Pres. Glenn Brackett joined labor allies and worker safety advocates to remember those workers lost on the job and advocate for protections that will make every job site safe.
In the last year as COVID-19 has mercifully receded, we’ve heard a lot about how work is changing. We’ve all seen it, either in our own lives or in the careers of those close to us. Regrettably one thing has clearly not changed – too many people in this country are put in the position of having to risk their lives to make a living. Every Spring, we observe Workers’ Memorial Day to mourn and remember our fellow workers who have died on the job and pledge to continue our efforts to guarantee a safe workplace for everyone.
This observation is always very deeply felt within organized labor. As a movement, we not only demand safe jobsites for our members but advocate forcefully for safe workplaces for everyone. And as frontline workers ourselves, we know the risks – and the losses – firsthand.
In the last year, we’ve seen workplaces gradually getting more and more safe as the pandemic has died down, thank god. At the same time, throughout the crisis, workers in a number of businesses have realized just how vulnerable they are. Shamefully, too many employers were too slow or too apathetic to take workers’ health and safety concerns seriously during the pandemic.

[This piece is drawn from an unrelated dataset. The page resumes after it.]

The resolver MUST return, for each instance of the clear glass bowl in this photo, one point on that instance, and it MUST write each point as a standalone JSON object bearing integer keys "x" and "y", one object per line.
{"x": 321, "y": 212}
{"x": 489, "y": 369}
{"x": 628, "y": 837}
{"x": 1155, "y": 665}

The reaction from these employees has been both perfectly rational and somewhat surprising: They’ve increasingly turned to organizing themselves into union bargaining units. We’ve seen these efforts all over the country – from Washington State to Alabama, from Dartmouth here in New Hampshire to home healthcare workers in California. Workers in newsrooms, coffee shops, and warehouses have taken on some of the most anti-labor companies and tactics and hung together to win representation. While the economic uncertainty that accompanied the pandemic played an obvious role in their efforts, time and again organizers cited the need to feel safe on the job as the initial inspiration for considering joining a union.
There has never been a substitute for workers asserting their own power and this increase in unionization gives us both hope and a practical strategy for guaranteeing safer workplaces in the future. Working together and effectively advocating for comprehensive health and safety rules offers the tools necessary for workers in every sector and industry. Hopefully, this work will mean fewer names on the plaque we annually engrave with the names of our brothers and sisters lost on the job on Workers’ Memorial Day.
On this Workers’ Memorial Day, we can look back on the pandemic for lessons learned and a reaffirmation of the values of the labor movement. Every year, I urge that we vow to redoubel our efforts to guarantee safety at work so everyone can always come home from the jobsite safe and healthy. Everyone deserves nothing less.